First, here's my summer pledge to readers. For the next three weeks, this Wednesday column will be an Olympic-free zone. At whatever cost to personal ingenuity, and however hard I have to search for news with absolutely no Olympic-related content, I promise to provide you with a short respite from London 2012 fever. I do not propose to offer you my opinion on the significance of the Games or any of its national, international, political or cultural implications. I simply intend to avoid the topic entirely.
I acknowledge that this pledge carries risks. It may cause a severe dip in Wednesday traffic to this corner of the site. My editors may call me with harsh words about my failure to connect with the zeitgeist. Perhaps the comments will dry up completely and I will be forced to accept that having nothing to say about London 2012, combined with wilful exclusion of all sporting metaphors, will leave me high and dry, talking to myself. So be it. If you have been able to read this far, it seems that I have been granted sufficient editorial licence to proceed with this endeavour. Stay with me a little longer (preferably for the next three weeks) and I will do my best to provoke or enlighten you.

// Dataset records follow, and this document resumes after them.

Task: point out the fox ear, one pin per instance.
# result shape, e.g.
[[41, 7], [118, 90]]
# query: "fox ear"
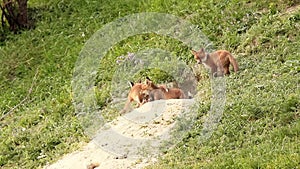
[[131, 84]]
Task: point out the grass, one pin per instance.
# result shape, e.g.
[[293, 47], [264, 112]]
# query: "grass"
[[260, 125]]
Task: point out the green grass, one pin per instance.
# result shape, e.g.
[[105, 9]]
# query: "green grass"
[[260, 125]]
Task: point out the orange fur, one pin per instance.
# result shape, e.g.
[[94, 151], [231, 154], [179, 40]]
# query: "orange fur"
[[135, 94], [154, 93], [217, 61]]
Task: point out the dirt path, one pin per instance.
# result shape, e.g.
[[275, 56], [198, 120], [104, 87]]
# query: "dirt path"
[[119, 146]]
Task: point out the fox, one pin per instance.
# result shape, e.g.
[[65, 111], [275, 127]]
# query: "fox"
[[160, 92], [135, 94], [220, 59]]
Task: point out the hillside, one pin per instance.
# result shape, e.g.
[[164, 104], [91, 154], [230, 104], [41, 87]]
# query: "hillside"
[[260, 125]]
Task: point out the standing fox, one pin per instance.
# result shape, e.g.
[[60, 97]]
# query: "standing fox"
[[135, 94], [220, 59]]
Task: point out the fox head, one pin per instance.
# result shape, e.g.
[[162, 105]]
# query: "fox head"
[[199, 56]]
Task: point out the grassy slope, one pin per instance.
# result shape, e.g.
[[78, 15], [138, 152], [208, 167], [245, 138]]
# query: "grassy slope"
[[260, 125]]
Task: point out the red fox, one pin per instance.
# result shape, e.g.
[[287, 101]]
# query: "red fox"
[[135, 94], [160, 92], [220, 59]]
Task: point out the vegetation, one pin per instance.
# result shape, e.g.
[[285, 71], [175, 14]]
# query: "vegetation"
[[260, 125]]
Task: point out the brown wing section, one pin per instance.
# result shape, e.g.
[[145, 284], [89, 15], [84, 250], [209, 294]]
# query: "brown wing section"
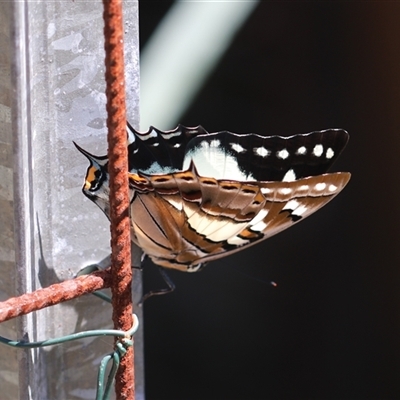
[[182, 220]]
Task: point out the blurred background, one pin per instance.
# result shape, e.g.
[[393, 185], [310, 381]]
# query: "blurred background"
[[330, 329]]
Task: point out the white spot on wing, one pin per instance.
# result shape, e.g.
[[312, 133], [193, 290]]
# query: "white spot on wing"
[[285, 190], [289, 176], [261, 151], [299, 211], [259, 227], [301, 150], [237, 241], [152, 133], [282, 154], [237, 147], [318, 150], [332, 188], [329, 153], [265, 190], [291, 205], [211, 160], [131, 136], [320, 186]]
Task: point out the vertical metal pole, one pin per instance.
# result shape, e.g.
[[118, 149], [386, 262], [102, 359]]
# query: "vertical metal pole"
[[57, 63], [119, 191]]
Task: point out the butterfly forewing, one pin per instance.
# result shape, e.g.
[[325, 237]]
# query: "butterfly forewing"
[[265, 158], [198, 196]]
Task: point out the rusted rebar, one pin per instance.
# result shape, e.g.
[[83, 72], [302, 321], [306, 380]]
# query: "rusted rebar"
[[119, 191], [54, 294]]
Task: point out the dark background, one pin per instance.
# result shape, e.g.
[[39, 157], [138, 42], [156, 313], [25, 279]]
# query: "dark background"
[[331, 328]]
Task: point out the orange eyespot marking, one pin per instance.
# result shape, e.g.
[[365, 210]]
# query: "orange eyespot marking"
[[90, 177]]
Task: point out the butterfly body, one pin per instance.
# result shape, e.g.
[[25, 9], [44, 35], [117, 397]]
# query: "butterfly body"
[[197, 197]]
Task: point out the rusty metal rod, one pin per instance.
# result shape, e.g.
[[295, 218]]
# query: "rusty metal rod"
[[119, 190], [54, 294]]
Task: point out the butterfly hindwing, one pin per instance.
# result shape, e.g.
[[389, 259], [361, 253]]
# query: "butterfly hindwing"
[[202, 219], [198, 196]]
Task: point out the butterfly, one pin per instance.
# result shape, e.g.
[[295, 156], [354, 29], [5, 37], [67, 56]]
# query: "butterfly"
[[198, 196]]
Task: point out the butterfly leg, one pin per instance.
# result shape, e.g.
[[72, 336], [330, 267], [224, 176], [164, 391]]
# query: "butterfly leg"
[[169, 289]]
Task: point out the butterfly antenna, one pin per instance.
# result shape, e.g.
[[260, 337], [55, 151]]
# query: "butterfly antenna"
[[167, 280]]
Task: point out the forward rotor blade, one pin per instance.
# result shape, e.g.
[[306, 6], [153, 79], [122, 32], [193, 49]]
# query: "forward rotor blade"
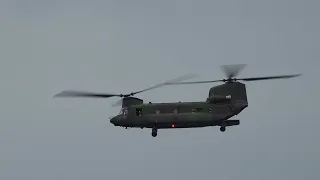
[[71, 93], [175, 80], [232, 70], [269, 77]]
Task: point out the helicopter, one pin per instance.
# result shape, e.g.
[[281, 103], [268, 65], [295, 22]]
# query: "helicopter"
[[224, 101]]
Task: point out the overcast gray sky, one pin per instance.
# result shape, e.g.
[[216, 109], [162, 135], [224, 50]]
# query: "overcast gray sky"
[[124, 45]]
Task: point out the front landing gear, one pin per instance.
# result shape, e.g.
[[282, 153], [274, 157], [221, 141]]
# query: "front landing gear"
[[154, 132]]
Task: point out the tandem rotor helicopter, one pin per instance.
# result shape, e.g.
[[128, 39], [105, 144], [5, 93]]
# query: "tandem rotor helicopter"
[[223, 102]]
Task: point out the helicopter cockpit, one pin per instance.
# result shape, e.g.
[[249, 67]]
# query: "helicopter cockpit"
[[123, 111]]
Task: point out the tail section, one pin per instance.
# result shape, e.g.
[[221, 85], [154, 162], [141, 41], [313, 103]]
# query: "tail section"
[[234, 92]]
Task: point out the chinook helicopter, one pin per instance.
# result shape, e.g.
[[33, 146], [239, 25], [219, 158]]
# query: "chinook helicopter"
[[223, 102]]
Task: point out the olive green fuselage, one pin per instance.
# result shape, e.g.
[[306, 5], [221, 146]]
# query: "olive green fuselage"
[[177, 115]]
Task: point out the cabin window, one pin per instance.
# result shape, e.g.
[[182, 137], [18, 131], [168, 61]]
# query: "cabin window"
[[138, 111], [175, 111], [199, 109]]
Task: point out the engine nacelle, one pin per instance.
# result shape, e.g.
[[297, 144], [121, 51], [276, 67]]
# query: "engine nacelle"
[[218, 98]]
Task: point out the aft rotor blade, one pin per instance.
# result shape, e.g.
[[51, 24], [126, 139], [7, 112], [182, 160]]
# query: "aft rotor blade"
[[269, 77], [175, 80], [71, 93], [194, 82], [232, 70]]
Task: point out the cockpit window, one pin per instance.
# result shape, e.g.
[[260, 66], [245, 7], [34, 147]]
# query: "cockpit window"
[[123, 111]]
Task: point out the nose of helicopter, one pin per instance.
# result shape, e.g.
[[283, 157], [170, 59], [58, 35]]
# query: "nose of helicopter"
[[115, 120]]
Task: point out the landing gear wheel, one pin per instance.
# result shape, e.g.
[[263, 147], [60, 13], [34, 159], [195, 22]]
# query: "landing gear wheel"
[[154, 132]]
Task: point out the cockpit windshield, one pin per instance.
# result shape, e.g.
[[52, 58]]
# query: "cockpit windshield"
[[123, 111]]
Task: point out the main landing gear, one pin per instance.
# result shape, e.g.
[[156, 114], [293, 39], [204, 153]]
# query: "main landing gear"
[[154, 132]]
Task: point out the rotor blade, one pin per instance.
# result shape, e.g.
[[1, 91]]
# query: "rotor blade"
[[71, 93], [269, 77], [193, 82], [232, 70], [117, 103], [175, 80]]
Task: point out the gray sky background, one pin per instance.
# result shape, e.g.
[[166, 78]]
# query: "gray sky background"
[[125, 45]]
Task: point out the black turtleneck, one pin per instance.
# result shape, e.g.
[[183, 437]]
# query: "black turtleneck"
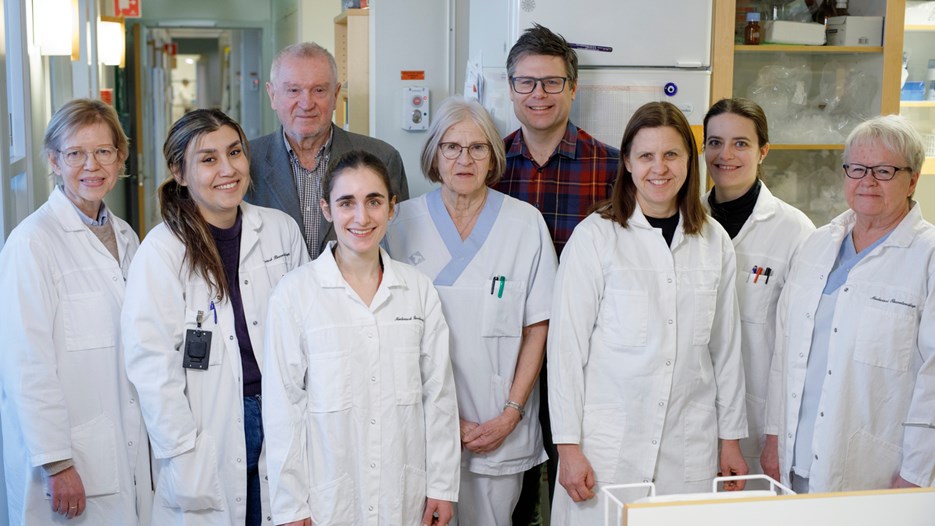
[[667, 224], [733, 214]]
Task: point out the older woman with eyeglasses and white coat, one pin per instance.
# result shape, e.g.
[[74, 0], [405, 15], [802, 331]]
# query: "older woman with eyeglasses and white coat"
[[491, 259], [851, 401], [74, 444]]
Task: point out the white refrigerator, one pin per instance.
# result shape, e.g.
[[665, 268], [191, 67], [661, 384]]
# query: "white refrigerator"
[[629, 52]]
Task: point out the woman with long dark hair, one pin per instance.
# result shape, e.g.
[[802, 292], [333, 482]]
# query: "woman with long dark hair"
[[193, 323]]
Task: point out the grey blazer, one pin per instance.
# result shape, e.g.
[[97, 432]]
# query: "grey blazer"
[[274, 186]]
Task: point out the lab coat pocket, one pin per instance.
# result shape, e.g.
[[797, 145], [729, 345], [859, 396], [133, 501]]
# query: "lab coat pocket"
[[407, 377], [89, 323], [94, 451], [886, 335], [705, 306], [334, 503], [602, 438], [190, 481], [754, 299], [503, 314], [752, 446], [871, 462], [699, 440], [625, 314], [329, 382], [412, 497]]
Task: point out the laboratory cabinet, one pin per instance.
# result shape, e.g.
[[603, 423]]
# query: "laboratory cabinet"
[[813, 97], [919, 59]]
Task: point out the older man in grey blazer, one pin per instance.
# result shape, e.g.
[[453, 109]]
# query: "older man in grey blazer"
[[287, 165]]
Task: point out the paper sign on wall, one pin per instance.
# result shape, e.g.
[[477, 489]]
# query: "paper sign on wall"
[[127, 8]]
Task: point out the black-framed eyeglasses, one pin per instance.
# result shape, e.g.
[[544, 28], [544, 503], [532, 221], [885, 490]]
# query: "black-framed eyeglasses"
[[77, 157], [452, 150], [881, 172], [525, 85]]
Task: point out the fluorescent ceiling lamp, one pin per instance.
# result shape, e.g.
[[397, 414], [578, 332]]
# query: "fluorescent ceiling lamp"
[[55, 30], [110, 43]]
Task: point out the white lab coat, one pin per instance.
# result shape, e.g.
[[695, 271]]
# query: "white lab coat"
[[510, 239], [65, 393], [644, 351], [194, 417], [359, 405], [768, 239], [881, 360]]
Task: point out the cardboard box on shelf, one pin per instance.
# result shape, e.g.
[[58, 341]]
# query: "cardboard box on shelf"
[[785, 32], [855, 31]]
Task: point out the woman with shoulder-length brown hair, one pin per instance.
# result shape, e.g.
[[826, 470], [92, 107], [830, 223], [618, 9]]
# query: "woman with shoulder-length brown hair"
[[193, 322], [74, 445], [644, 334]]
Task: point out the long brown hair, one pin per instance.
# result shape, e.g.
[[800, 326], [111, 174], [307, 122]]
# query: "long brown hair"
[[179, 210], [622, 203]]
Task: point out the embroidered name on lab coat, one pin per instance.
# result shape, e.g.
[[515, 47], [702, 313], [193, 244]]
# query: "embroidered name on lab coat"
[[893, 300]]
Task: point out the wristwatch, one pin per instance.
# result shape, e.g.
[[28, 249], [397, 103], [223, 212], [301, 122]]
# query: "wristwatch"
[[514, 405]]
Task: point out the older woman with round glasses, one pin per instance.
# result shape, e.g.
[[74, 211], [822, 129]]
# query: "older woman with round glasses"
[[492, 262], [853, 375], [74, 445]]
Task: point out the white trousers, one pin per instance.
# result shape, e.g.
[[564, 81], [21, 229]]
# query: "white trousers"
[[487, 500]]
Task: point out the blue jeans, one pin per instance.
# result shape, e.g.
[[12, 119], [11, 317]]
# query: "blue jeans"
[[253, 433]]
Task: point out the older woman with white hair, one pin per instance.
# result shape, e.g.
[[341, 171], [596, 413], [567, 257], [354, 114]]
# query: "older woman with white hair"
[[852, 384], [492, 262]]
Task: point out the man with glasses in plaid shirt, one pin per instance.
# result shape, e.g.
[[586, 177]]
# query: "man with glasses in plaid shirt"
[[555, 166]]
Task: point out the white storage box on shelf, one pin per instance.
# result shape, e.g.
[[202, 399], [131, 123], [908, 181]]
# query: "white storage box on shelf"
[[855, 31], [800, 33]]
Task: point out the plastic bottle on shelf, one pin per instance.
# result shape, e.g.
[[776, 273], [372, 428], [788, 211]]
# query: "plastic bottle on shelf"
[[751, 33], [930, 95]]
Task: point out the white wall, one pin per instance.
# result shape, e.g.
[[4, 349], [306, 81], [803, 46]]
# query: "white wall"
[[407, 35]]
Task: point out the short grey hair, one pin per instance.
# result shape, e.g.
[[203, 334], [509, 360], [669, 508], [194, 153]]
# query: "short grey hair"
[[893, 132], [452, 111], [302, 50]]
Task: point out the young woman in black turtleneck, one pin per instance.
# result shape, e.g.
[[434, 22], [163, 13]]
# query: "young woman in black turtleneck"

The non-Olympic news item that has caught my eye this week is the attack by disability charity Scope on the government's welfare reforms. Scope has issued a press release publicising the results of its recent poll showing that disabled people feel discrimination against them has increased.
Of the 393 disabled people interviewed by ComRes in December 2011, 46% said they felt that attitudes towards them had worsened in the past year. There were surprisingly large regional variations in this sample figure, and strikingly uneven responses across age groups, so the results should be treated with a degree of caution. Nevertheless, the poll does not appear to reflect well on UK attitudes towards disability and it is therefore important to ask why negative perceptions seem to persist.
Scope blames the government, and specifically attacks government rhetoric on welfare reform. The charity's Chief Executive Richard Hawkes says “It is telling that these figures come as the Government continues to put the issue of weeding out illegitimate claimants at the heart of its welfare rhetoric.” He singles out a headline from last week's Daily Express, highlighting DWP figures showing 75% of sickness benefit claimants have been found fit to work. Hawkes believes such headlines imply that disabled people are benefit scroungers and that this “negativity” makes it harder for disabled people to get on with their lives. In “promoting” the data which gives rise to such headlines, Mr Hawkes believes Chris Grayling and others are encouraging people to believe that the disabled are a bunch of scroungers.
Scope stops short of attacking the welfare reforms in their entirety, simply asking the government to “tell the whole story when it comes to stats.” Yet whichever way you tell it, the huge expansion of incapacity benefit is a story worth laying before the public. In 2010 2.6million people were claiming the benefit, worth up to £25 more every week than jobseeker's allowance. Nearly 500,000 of these cited depression or anxiety as their reason for being unable to work; another 168,000 blamed back pain, 77,000 cited drug abuse.
In attacking the government for highlighting these figures, Scope is surely aiming at the wrong target; blaming the messenger rather than acknowledging the faults in the system. The wide availability of incapacity benefits to people who are not suffering from disability has been extremely harmful to the interests of those who are genuinely incapable and who rely on state support to enable them to carry out everyday tasks. Indeed, the Scope survey later admits this, noting that the most important reason for negative attitudes towards the disabled is “People claiming benefits when they are not disabled.”
It's not hard to think of other examples of this “crying wolf” effect. The able-bodied driver who wangles a blue badge, or who “borrows” one from a family member, causes other motorists to look less kindly on those displaying the badge, making life harder for drivers who really cannot walk unaided. Labelling a fifth of all schoolchildren as having Special Educational Needs means that the (much smaller) number of autistic, physically impaired or handicapped pupils do not get the resources their conditions merit. The wider the definition of disability, the greater the scope for abuse, as well as the likelihood of compassion fatigue.
The government thus deserves credit for seeking to distinguish between different categories of benefit recipient and to curtail welfare abuse. Not every fitness assessment will be the right one, but a welfare system that categorised more than 7% of working-age adults as too disabled to be employed was clearly overdue for scrutiny. Instead of seeking to whip up resentment of welfare reform, disability charities like Scope should be welcoming the government's attempts to differentiate. Because the best way to restore public confidence in the welfare system is to ensure that it cannot be abused.